Summary
Music in video games serves functions that overlap with but diverge from film scoring. The designer and composer must account for the variable length of each player’s experience, the number of times the game will be replayed, non-linear story paths, and the fact that the player — not a director — controls pacing. These constraints demand techniques beyond simple linear scoring. Understanding the types and functions of music in games is the starting point for any audio design decision.
(Sweet, Writing Interactive Music for Video Games, see source-writing-interactive-music)
Types of music within games
Extra-diegetic music (underscore)
Extra-diegetic music, or non-diegetic music, is music added purely to enhance the emotional experience. The player does not expect to see its source — the musical ensemble is not part of the game world. This is the majority of what most players call “the game’s soundtrack.”
Underscore works on a subconscious level to:
- Reinforce story elements through themes and motifs
- Intensify the emotional context of scenes
- Foreshadow events or indicate off-screen information
- Establish a sense of time and place
A classic film example that translates directly to games: John Williams’s two-note motif in Jaws (1975). Players and audiences learn to associate specific musical ideas with story events through repeated pairing. Williams famously breaks the motif late in the film — the shark appears without warning music, making it more terrifying. This deliberate subversion of learned musical expectations is a technique equally available to game composers.
“It is commonly said that the best film scores are not noticed by the audience or viewer. More obvious (and clumsier) scores take the viewer out of the experience of watching a movie by bringing what should be an unconscious element to the forefront for the listener.” — Sweet, Ch. 1
Examples in games:
- Red Dead Redemption (2010): Ennio Morricone–inspired score that changes dynamically as the player moves between scenes and plot points
- BioShock (2007): Garry Schyman uses aleatoric (chance-based) techniques and solo violin to create a score that is simultaneously terrifying and beautiful
Diegetic music (source music)
Diegetic music is music that a character in the game world would actually hear — music that exists within the fiction.
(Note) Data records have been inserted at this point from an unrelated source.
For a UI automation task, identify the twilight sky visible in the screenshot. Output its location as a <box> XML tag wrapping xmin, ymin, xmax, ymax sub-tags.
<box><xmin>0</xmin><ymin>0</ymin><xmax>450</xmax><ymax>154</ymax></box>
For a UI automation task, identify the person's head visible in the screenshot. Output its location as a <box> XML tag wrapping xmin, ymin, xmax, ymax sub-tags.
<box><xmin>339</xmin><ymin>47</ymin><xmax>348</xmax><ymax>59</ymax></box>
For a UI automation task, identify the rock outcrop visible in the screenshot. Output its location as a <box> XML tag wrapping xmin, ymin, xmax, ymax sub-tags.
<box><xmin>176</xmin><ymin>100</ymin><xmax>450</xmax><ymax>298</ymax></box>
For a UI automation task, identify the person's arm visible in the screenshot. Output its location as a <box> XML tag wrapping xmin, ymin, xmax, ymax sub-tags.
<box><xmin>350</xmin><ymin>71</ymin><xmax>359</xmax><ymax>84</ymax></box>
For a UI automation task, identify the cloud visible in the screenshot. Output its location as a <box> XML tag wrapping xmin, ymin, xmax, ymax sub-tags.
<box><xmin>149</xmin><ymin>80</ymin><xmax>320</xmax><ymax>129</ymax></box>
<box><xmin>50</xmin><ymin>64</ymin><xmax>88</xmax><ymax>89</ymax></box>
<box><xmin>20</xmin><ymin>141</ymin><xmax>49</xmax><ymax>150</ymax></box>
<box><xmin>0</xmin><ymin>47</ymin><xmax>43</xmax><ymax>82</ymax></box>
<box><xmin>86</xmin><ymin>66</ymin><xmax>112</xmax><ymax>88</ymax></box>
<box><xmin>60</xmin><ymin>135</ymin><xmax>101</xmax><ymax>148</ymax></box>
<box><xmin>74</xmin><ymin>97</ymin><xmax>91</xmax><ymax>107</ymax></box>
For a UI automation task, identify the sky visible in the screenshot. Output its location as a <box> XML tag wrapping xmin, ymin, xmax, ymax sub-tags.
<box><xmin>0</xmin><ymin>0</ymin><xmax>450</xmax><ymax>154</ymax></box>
This is called “source music” in film terminology. When the player can see or infer the source (a band on stage, a car radio, a nightclub), the music is diegetic.
In 3D game worlds, diegetic music requires real-time spatial audio: as the player moves, the apparent position of the sound source must pan, attenuate, and change reverb characteristics dynamically to simulate a real physical space.
Examples:
- BioShock Infinite (2013): a barbershop quartet visible on screen, singing
- Mass Effect 2 (2010): nightclub music heard from outside; the music shifts as the player enters
- Grand Theft Auto V (2013): in-car radio with multiple stations the player can switch between
- Assassin’s Creed III (2012): an opera performance in progress within the game world
Diegetic music is frequently licensed — pre-existing recordings obtained through music licensing agreements. This creates different budget and production considerations from composed underscore.
Music as gameplay
In some games, music is not background support but the core mechanic. Guitar Hero (2005), Beat Saber, Crypt of the NecroDancer, and Thumper are examples where player input directly produces or drives the music. This is sometimes distinguished from adaptive music by the term “interactive music” — the player has direct, immediate control over what is heard.
Player-customised music
Some games allow players to import their own music (early Grand Theft Auto games, DJ Hero). This removes the composer’s control over emotional context but maximises player agency and personalisation.
Music functions in games
Music in games serves multiple overlapping purposes:
| Function | Description |
|---|---|
| Emotional underscore | Enhancing the emotional register of a scene |
| Narrative continuity | Using recurring motifs to remind players of story elements across long play sessions |
| Spatial and temporal orientation | Signalling location, time of day, faction territory |
| Tension and release | Building anticipation, then resolving it when goals are achieved |
| Game state communication | Signalling to the player that something has changed (enemy nearby, health low, objective complete) |
| Immersion | Sustaining a believable world that the player inhabits |
“The primary function of music in video games is to create tension. The resolution of that tension amplifies the gamer’s euphoria when finishing a goal, feeding his or her desire to keep playing.” — Bear McCreary (composer perspective, Sweet Ch. 1)
Cues, motifs, and themes
Three core vocabulary terms for game composers:
- Cue: A complete piece of music with a beginning, middle, and end, written for a specific scene or group of related scenes. In games, cues are often associated with emotional states (explore cue, battle cue, victory cue) or specific locations or characters.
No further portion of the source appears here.